Square, the US-based online payment technology provider backed by corporates including payment services provider Visa and coffee chain Starbucks, filed for a $275m initial public offering yesterday.
Square’s mobile point of sale technology enables users to accept payment anywhere, with the company charging a flat 2.75% fee on each transaction. It has also expanded into complementary fields such as money transferring, payroll processing, small business financing and food ordering.
The IPO will follow $490m of equity funding, the most recent of which was the $150m in series F funding Square received from GIC, Goldman Sachs and Rizvi Traverse Management in October 2014 at a $6bn valuation.
Starbucks invested $25m in a $200m series D round that also featured Ritzi Traverse and Citi Ventures, which acts as financial services firm Citi’s corporate venturing unit, and which closed at a valuation of $3.3bn in 2012. Visa supplied an undisclosed sum in 2011 as part of a strategic partnership agreement.
None of the corporates own sizeable stakes in Square however, its largest shareholder outside of CEO Jack Dorsey being venture capital firm Khosla Ventures, which holds a 17.3% stake.
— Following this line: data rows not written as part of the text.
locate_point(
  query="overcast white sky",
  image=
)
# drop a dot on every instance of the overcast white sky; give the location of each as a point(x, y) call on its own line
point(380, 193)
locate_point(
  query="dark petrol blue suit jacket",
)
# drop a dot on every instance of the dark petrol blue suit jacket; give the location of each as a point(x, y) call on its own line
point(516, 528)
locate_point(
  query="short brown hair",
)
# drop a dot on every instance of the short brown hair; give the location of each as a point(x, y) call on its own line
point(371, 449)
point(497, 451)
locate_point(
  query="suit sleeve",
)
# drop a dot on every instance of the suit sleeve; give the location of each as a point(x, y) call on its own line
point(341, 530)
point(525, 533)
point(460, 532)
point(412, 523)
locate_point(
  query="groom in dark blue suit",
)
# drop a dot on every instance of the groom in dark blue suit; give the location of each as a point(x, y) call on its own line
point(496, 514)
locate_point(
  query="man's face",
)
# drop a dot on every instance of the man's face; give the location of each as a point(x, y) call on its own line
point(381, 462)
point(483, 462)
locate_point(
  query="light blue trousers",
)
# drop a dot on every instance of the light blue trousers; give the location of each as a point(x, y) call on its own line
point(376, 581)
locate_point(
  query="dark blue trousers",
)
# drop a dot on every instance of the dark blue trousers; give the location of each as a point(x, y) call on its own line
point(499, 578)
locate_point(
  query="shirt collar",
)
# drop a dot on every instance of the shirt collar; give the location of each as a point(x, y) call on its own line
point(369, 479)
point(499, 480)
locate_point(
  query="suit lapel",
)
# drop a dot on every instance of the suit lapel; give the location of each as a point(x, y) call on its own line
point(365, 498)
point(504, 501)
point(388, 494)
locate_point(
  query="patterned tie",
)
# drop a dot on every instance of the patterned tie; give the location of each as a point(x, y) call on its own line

Other notable shareholders include JPMorgan Chase (5.5%), Rizvi Traverse and Sequoia Capital (5.4% each).
Although Square has raised cash at large valuations, the success of the IPO could be affected by its financial situation, which is not especially health according to the filing.
The company made a $77.6m net loss in the first half of 2015 from revenue of about $561m, and although its revenue is steadily rising it has lost more than $420m over the past three and a half years.
Significantly, the filing also revealed that Square is set to discontinue the partnership it struck with Starbucks in 2012. The deal meant Square was the default payment processor for the coffee retailer, but the $123m in revenue it brought in in 2014 came with costs of $151m.
The underwriters for the offering are Goldman Sachs, Morgan Stanley, JP Morgan, Barclays Capital, Deutsche Bank Securities, Jefferies, RBC Capital Markets, Stifel, Nicolaus & Company and Loyal3 Securities.